23 Jul 2013 Girl Scout power
by Renee Hunter
Three Faulkner County Girl Scouts are making their communities better places to live, one good deed at a time.
Ashley Moore, Maggie Risley and Kate Freyaldenhoven became Girl Scouts early, and when their troops dissolved due to girls dropping out, they wanted to continue. So they became Individual Girl Members of the Diamond Council. They stand alone, doing community service and earning badges, with their mothers as their leaders.
They have discovered several advantages to this arrangement.
“What we like about the IG program is that it’s more flexible,” said Shannon Rudder, Maggie’s mother.
“I choose to be by myself because I’d rather be independent and make my own choices,” Ashley said.
“You get to do things you wouldn’t have gotten to do otherwise,” Maggie echoed, adding that a closer bond with her mother is a plus.
“I like how it gets girls involved and helps them realize what they can do . . . and how they can make a change,” Kate said. “I get ideas from Girl Scout badges on a lot of arts and crafts.”
Ashley, a ninth-grader at Vilonia Junior High, earned her Bronze Award while with a troop. She has been an IGM for two years and recently completed her Silver Award.
To earn each award, girls must follow a “journey” outlined in a “journey book.” Community service is one requirement of the journey.
Ashley’s community service, which she did during Christmas last year, was collecting toys for the Salvation Army “angel trees.”
“The year before, I saw all the people left on the angel tree, and because their names weren’t taken, I knew they weren’t going to get gifts, so I made that my project,” Maggie said.
Ashley collected 107 toys, concentrating on children over 12, she explained, because the names of younger children are almost always taken. She plans to repeat the project this year.
Maggie, a seventh-grader at Bob Courtway Middle School, has only the trailblazing requirement to complete to earn her Silver Award. She and her mother planned an overnight camping and hiking weekend on the Buffalo National River in June to fulfill that. She has been an IGM for a year and a half. She enjoys sewing, so many of her projects incorporate that hobby.
“It was a Girl Scout badge that got me interested in sewing,” she said.
Maggie has made 20 lap quilts for the wheelchair-bound at Salem Place Nursing Home, as well as 22 baby bibs for Conway Cradle Care. She also participated in a “Journey to the Ballot Box” in conjunction with the exhibit of the original 19th Amendment to the U.S. Constitution, which gave women the right to vote, at the Clinton Library in October. She and four other scouts spent several weeks putting the program together, and more than 100 girls attended.

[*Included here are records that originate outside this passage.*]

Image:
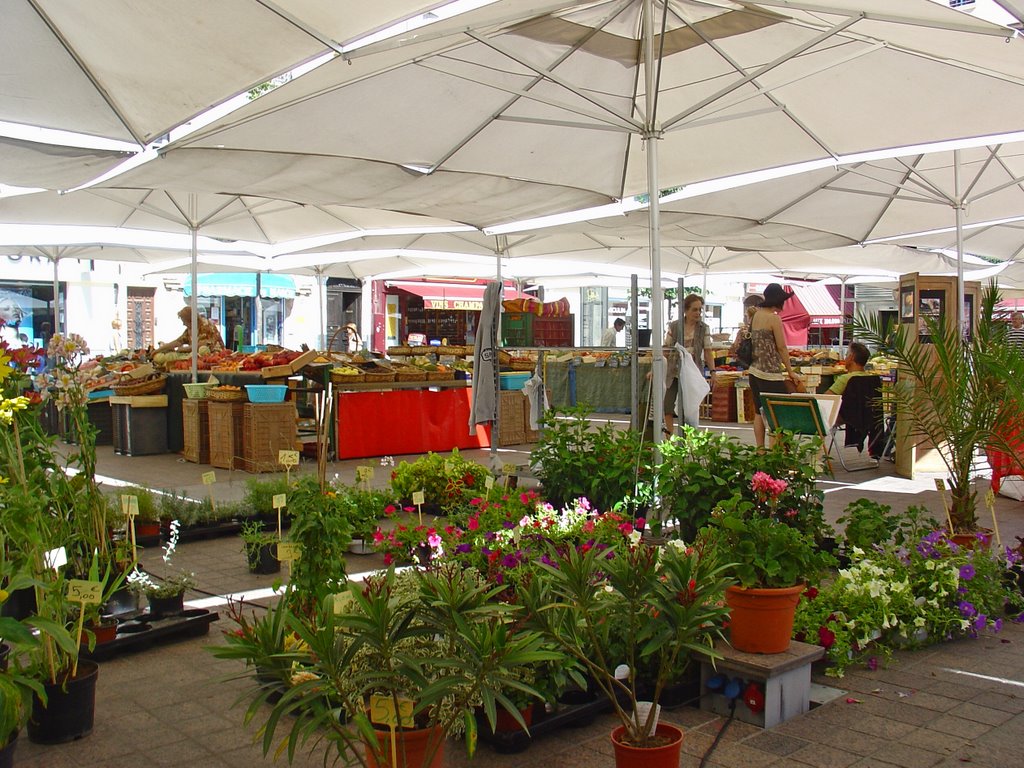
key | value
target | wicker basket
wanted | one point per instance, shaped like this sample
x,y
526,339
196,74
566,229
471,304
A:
x,y
153,385
226,395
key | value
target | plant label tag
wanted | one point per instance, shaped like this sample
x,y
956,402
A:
x,y
382,711
87,593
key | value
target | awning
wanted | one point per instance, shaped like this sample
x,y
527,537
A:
x,y
439,296
271,286
811,306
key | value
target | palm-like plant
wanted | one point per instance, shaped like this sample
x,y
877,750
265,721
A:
x,y
957,394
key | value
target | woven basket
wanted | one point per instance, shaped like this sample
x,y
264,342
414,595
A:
x,y
153,385
348,378
411,376
226,395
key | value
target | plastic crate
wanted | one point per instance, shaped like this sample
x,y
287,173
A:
x,y
196,430
267,429
266,392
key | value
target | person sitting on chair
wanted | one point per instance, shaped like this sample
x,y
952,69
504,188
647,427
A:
x,y
858,413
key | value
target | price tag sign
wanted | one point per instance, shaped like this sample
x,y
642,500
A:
x,y
89,593
382,711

Kate, a seventh-grader at Ruth Doyle Middle School, is also in her second year as an IGM. She has only begun to think about her Silver Award.
“I mostly like to work on community projects,” she said. “We’ve been really busy this year.”
Kate’s projects have included filling backpacks with toiletries and small articles of clothing for the clients of Bethlehem House and providing small gifts to place on the Court Appointed Special Advocates (CASA) organization’s wall of honor for the organization’s young clients.
These projects weren’t the girls’ first.
While in a troop, Ashley helped fill 20 “birthday buckets” with cake mix, icing, candles, balloons and other party necessities for CASA clients. She has collected bathroom supplies for the women’s shelter, made lap blankets for the patients at Salem Place, sent cookies to U.S. troops overseas, donated Girl Scout cookies to Bethlehem House and helped decorate the Conway branch of Faulkner County Library for the 100th birthday of Girl Scouts.
With her troop, Kate sent 20 Christmas shoeboxes containing a small tree, ornaments and other goodies to the U.S. troops in Afghanistan. She and the troop also made blankets for the animals at the Conway Animal Shelter and donated food and other items to the shelter.
With her troop, Maggie helped raise money to buy toys for HAVEN (Help for Abuse Victims in Emergency Need) by hosting a scrapbook party and charging admission.
The girls already have future plans.
“I am looking forward to my next community project,” Kate said.
That project will be to help stock Conway’s food banks. She says she is concerned that, during the non-holiday season, stocks run low, so she plans to begin in February.
Maggie, whose brother has Asperger’s Syndrome, is planning to gather a team to participate in the October Walk for Awareness for Asperger’s at the Clinton Center.
Ashley plans to begin work on her Gold Award this summer.
“You want your Gold Award to be something no one else has done and to be kind of over the top,” she said. She also plans to become a troop leader as an adult.
Maggie recently saw a Girl Scout T-shirt for sale displaying these words: “One girl can make a difference, but girls together can change the world.”
There is no doubt that these three young women are committed to changing their world for the better, both as individuals and together.